More sculpture were placed in the space between Lucchini’s paintings. I find this a great approach of artistic dialogue. Quite in the sense of inter-subjectivity.
In the exhibition space with the series Quasi una testa (Like a Head) the paintings were joined with sculptures by the swiss artist Hans Josephsohn. An intimate dialogue of the large facial paintings craving for space and the rather deformed, distorted, faceless figurative sculptures. Like ‘Untitled‘, 1990 (Brass, 153 x 93 x 70 cm). A kind of transition phase between creating and being.
Lucchini’s paintings are made with rather muted colours, only at times with addition of a few brighter coloured areas. He applies a lot of white and greyish areas. Those are distorting through additional layer in part of the image as in ‘Quel che rimane – Lampedusa‘, 2016. I felt more attracted to the paintings that work around a narrative with blurred and fuzzy forms. The more abstract works did not resonate so much. I felt the symbolic meaning of some elements as the mountain an interesting aspect that works at times well with the composition. But I do struggle still with symbolic load of a painting, not sure yet how I would work around this in my own work. Also I found some compositions too deprived and not enough balanced. I was wondering about some additional outlines illustrating partly the contour of a human form. How would be the visual perception without those lines? They give visual depth but are they too illustrative perhaps?

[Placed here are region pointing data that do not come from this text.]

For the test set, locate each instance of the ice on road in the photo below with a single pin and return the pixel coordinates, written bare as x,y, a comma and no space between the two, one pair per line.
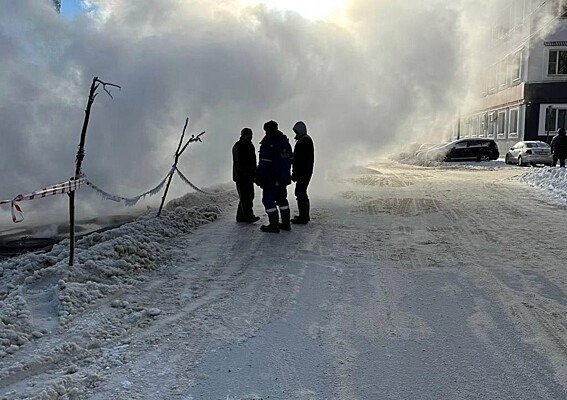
410,283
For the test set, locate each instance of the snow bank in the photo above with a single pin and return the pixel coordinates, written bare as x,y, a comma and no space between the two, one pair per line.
34,286
552,180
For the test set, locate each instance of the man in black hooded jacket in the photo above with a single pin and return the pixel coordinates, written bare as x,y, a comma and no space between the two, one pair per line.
303,160
243,173
559,148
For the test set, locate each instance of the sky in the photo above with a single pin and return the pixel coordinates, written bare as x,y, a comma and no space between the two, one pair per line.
363,75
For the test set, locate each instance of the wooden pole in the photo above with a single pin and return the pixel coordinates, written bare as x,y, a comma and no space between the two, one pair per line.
79,160
78,163
177,154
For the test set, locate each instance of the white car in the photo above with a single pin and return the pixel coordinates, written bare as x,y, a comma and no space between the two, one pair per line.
529,152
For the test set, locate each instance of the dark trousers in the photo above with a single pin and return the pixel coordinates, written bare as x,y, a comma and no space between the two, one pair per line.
301,190
561,159
246,195
273,197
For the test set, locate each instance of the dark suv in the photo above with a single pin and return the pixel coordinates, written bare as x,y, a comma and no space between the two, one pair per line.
470,149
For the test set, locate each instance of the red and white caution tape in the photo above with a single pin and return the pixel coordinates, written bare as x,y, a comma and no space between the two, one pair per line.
129,201
61,188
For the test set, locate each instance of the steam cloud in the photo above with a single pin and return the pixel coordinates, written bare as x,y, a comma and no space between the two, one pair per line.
387,71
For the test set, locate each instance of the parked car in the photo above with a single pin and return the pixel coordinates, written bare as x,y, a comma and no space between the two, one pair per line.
469,149
529,152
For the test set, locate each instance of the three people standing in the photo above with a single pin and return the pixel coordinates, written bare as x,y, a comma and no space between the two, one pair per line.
273,174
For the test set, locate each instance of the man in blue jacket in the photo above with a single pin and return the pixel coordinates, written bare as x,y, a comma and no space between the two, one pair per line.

I find the painting ‘Nella polvere – resti’, 2015 (Oil on canvas, 195 x 240 cm) exciting as the composition works with several visual spaces, ambiguous depiction of form and a combination of line and tone that for me works quite well.
Another interesting aspect of Lucchini’s painting process is that he paints on unstretched canvas wth tape around the edges to hold it to the wall and acting as a frame. At the end he removes the tape and the canvas is been stapled to a wooden frame. For him the removal of the tape and looking at the white ‘frame’ is always a surprise and at times he considers this as successful and at times not.
The painting ‘Il Giorno della Memoria‘, 2012 (Oil and collage on canvas, 145 x 100 cm) illustrates his approach: Canvas and wallpaper (?) glued on a canvas support, Wide tape strips surrounding the picture planes, in the lower half even rolled tape parts glued on the surface. Multiple layers of meaning and painterly reality.
His interior paintings from the 1980s are convincing by the multi layers of paint and layers of reality ‘Atelier‘, 1984-1985 (Oil on canvas, 176 x 262 cm). Mostly his interiors are without figures. Although a stark human presence is perceivable what reminds me of the painting ‘A Corner of the Artist’s Room in Paris’, 1907-09 by Gwen John. In the right part of the painting is the development of a human torso visible, depicted with bold bright color patches.
I left the exhibition intrigued and inspired. I especially liked the layering, the materiality approach, and how Lucchini sources stimuli and translates those into at times quite poetic visual images. Ambiguous, at times mystic, and often related to dramatic and shocking events.